Boston Marathon adalah hari raya bagi pelari: ada suka cita, kegembiraan, haru biru bagi jutaan pelari saat di garis finish dan atau warga di rumah yang menyaksikan lomba. Seperti koor, warga dunia mengutuk ramai-ramai tindakan teror yang mencederai kegembiraan yang telah berumur hampir lebih 116 tahun (pada 2013 ketika bom meledak).
"Sesuatu yang seharusnya murni sudah dicemari, dan saya --juga sebagai warga dunia yang menyebut diri pelari -- ikut terluka,” ujar Haruki Murakami, novelis Jepang yang pernah tinggal di pinggiran Boston selama tiga tahun.
Saya berlari sambil mengenang korban korban yang berjatuhan saat itu. Kesakitan saya saat melewati pendakian bukit di bagian akhir jalur marathon, ketika sekuat tenaga berusaha menaklukkan bukit Heartbreak adalah juga kesakitan Bill Iffrig, pria berusia 78 tahun asal Washington, Amerika Serikat. Ia terlempar dan ambruk tiba-tiba saat tubuhnya terhempas oleh ledakan bom yang berjarak lima tangkah dari dirinya.
Iya, saya berlari sambil membayangkan Iffrig yang kita tahu bangkit dan kembali meneruskan larinya hingga mencapai garis akhir dan menyelesaikan pertarungan dengan dirinya secara gagah. Ia bahkan jadi nomor dua tercepat mencapai garis finish pada kategori usianya. Bom tak menaklukannya.

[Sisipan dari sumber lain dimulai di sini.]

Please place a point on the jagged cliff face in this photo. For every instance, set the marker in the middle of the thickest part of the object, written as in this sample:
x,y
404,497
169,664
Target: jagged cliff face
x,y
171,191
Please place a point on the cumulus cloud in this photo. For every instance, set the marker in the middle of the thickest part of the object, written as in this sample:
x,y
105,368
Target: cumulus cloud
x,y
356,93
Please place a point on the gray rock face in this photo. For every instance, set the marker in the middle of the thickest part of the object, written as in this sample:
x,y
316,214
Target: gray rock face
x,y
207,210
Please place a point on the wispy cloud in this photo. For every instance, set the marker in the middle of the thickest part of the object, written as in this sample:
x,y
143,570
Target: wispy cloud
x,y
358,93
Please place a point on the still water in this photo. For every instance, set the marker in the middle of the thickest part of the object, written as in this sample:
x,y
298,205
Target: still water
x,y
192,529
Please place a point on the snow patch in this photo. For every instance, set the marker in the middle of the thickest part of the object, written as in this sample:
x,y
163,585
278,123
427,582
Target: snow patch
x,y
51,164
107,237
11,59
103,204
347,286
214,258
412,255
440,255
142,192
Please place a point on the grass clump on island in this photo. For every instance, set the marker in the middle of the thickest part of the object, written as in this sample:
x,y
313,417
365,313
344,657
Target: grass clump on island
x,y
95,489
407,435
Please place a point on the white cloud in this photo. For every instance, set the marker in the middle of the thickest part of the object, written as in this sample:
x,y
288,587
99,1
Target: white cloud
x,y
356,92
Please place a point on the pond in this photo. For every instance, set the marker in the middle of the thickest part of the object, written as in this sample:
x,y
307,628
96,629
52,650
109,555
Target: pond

Sementara saya yang tak mengalami apapun, seharusnya lebih baik, selalu lebih baik. Harus selalu lebih baik. Begitu afirmasi saya ketika tubuh melemah, ayunan kaki tak bertenaga.
Boston Marathon adalah penutup dari perjalanan panjang sejarah hidup saya. Enam tahun yang penuh warna. Ini pertaruhan terakhir saya dalam menyelesaikan rangkaian Word Marathon Major (WMM) yang telah saya mulai sejak Berlin Marathon (2018), Chicago Marathon (2019), London Marathon (2022), Tokyo Marathon (2023), hingga New York Marathon (2023). Sejarah ini harus saya tuntaskan pada Boston Marathon (2024).